Could the polling company and their sponsors, the major networks (plus CNN and the Associated Press) have been this ignorant of what was happening in New York City? The results reported on local news outlets owned by the networks showed a 12% increase in turnout? That’s 54 points below the claimed urban increase of 66%.   New York is, after all, the headquarters of the television network poll sponsors and near the headquarters of the polling company.  Did they simply ignore these results in their haste to produce their version of the final exit poll the day after the election? And why wasn’t there any comment on the more than obvious disparity between the actual results for big cities, particularly on turnout, and the polling results they continued to show long after the certified vote count for big cities became available to everyone. This is a critical question addressing the integrity of the entire exit polling and reporting process for 2004.

The Entire Narrative of the Election

Anaxarchos elaborates the first big error of the exit pollsters and network consortium

Anaxarchos:  “It seems to me that the most important implications of “Urban Legend” are these:

1) The entire narrative of the 2004 election is built on the foundation of the exit polls. There is virtually no other real-time source of data on who voted how, why, and where. Indeed as the critics of the use of exit polls for fraud detection have pointed out on many occasions, this voter survey is precisely what the exit polls are “intended” to provide, and why they are funded by the consortium of media outlets, the NEP. The Charlie Cook reference in your piece was typical. The Exits provided the sum total of the data behind his analysis of the election.”

Based on the final exit poll two distinguished analysts, Charles Cook and Ruy Teixeira stuck their necks out in different directions. Cook called the Bush victory a display of political genius and immediately made a fundamental mistake. He claimed that defections from the Kerry camp by black, Latinos, and Jewish voters had done the trick for Bush. Had he examined the data available at the time, he would have known that there were only marginal changes in these groups. Teixeira was more precise as Anaxarchos points out:

Anaxarchos:  “Unfortunately, so committed was Teixeira to the impossibility of widespread election fraud, that he assumed that there was disconnect between urban data as the NEP defined “urban” and county data, with the observation that, “urban doesn’t mean urban and rural doesn’t mean rural”. Teixeira promised a detailed county analysis to reconcile the differences. Of course, no such “reconciliation” was forthcoming. My guess is that Teixeira, like Cook, underestimated the magnitude of the “reconciliation” that would be required and also underestimated the final turnout of the 2004 election which only further widened that gap.”

One of the most astute analysts, Cook, jumped to the self-informed conclusion that the Bush urban victory had to be due to a shift in ethnic voting. It’s easy to see why. He was unaware that the white big city vote increased from five million in 2000 to nine million in 2004. We can suppose that it never occurred to him that such a thing could or would happen.   Why would we expect him to check the exit turnout rate against actual city voting totals?

Teixeira’s response and follow up are even more perplexing.

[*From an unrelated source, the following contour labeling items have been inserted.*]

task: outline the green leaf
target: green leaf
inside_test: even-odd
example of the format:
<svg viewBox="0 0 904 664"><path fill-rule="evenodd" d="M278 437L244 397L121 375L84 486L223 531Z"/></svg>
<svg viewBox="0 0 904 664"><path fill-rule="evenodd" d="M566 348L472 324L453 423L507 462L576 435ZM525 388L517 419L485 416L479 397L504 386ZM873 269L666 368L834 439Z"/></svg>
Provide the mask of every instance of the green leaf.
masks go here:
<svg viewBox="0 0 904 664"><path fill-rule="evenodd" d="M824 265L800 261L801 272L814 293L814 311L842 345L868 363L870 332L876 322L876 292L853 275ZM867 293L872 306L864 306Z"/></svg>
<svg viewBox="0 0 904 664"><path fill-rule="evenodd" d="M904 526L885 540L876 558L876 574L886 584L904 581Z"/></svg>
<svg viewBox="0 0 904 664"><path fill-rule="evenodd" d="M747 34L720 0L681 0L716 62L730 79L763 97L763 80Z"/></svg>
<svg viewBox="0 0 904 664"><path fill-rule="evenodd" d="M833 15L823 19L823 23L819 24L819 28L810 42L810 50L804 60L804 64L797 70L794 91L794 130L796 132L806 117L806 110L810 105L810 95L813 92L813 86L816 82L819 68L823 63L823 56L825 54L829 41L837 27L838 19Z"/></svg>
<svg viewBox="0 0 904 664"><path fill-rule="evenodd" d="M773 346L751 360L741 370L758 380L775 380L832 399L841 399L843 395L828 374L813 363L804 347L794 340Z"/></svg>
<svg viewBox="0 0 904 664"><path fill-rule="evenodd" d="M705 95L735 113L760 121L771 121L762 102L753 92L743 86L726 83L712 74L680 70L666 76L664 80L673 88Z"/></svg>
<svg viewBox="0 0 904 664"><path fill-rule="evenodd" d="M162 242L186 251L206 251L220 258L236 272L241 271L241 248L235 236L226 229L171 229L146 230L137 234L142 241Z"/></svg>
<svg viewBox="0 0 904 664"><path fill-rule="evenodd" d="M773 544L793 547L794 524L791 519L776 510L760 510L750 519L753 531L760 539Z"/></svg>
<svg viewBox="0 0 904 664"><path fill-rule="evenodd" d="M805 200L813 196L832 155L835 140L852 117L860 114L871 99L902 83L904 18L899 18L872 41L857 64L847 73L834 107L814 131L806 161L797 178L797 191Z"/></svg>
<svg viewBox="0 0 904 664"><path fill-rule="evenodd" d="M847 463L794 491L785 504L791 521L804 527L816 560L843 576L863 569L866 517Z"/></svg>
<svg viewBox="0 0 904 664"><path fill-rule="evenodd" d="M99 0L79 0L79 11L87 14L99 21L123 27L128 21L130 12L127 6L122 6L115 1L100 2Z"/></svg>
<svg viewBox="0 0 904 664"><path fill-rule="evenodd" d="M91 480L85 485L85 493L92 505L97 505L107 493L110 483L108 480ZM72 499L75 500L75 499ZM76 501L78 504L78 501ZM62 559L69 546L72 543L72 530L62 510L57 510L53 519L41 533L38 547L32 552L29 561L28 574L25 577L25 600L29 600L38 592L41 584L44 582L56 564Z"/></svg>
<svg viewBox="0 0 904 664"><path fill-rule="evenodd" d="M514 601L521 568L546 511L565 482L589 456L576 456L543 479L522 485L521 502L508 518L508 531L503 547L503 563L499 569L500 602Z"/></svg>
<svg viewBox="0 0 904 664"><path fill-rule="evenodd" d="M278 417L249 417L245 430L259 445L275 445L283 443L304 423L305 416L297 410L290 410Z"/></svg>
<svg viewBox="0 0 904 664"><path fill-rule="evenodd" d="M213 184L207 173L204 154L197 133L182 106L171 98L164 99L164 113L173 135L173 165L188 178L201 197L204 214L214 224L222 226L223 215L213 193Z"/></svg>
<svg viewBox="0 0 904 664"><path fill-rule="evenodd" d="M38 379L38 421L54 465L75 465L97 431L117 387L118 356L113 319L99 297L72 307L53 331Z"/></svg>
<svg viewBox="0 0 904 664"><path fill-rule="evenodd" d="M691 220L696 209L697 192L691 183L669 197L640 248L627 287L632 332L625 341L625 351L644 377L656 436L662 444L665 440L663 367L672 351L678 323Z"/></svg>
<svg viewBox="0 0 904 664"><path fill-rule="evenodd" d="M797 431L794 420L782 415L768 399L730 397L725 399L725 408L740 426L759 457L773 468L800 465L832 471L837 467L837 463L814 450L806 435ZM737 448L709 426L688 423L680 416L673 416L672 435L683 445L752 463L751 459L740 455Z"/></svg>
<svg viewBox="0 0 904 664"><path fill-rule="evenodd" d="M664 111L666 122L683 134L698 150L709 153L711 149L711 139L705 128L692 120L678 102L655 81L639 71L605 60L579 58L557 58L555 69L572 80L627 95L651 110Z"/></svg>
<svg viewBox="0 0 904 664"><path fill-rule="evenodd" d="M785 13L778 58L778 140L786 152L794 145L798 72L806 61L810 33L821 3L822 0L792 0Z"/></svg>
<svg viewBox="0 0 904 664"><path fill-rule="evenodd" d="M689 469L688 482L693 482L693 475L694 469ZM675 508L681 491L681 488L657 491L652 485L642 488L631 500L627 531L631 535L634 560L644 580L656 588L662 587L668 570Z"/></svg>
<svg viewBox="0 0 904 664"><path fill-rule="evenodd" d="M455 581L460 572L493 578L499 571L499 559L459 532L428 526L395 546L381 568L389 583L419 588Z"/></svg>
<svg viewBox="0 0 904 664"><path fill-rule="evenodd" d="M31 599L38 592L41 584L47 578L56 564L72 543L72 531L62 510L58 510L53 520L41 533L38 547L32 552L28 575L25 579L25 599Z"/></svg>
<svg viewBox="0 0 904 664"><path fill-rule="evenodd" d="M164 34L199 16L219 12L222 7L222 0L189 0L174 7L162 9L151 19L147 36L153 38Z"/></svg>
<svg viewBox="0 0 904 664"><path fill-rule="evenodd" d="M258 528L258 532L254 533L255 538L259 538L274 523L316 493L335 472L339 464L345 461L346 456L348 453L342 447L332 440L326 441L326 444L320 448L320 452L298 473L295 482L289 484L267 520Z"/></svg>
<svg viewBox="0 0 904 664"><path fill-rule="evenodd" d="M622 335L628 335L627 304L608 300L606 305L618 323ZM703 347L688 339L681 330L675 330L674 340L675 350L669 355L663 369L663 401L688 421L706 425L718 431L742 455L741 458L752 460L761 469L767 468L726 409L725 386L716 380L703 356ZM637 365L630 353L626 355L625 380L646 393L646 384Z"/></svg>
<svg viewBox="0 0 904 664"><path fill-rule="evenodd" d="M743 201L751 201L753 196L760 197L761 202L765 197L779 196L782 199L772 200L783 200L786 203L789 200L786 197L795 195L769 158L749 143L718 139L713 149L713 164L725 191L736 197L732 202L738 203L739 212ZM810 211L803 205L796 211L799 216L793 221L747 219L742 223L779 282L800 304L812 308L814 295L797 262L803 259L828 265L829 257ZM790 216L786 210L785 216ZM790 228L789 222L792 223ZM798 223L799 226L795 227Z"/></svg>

He’s the author of The Emerging Democratic Majority and a recognized polling expert. After dropping his confusion of terms argument, he promised a county analysis to show how Bush won, a common response of establishment Democrats. But he never produced the study? Why? Maybe he stared into the abyss and the abyss stared right back.

He dismissed claims of fraud based on exit poll analysis by writing “… it is possible that the magnitude of these corrections has been greater than normal.”  That depends on what your definition of normal is.  What’s normal about increasing turnout by a factor of four (16% actual to 66% claimed) to achieve an absurd result?  The basis for the urban data correction (actual city results) was available when he made this statement.  Had he bothered to look? We’d like to hear from him on this and the questions we outlined clearly in the original article (presuming he’s given up his role as a Democratic apologist for questions about Bush election integrity).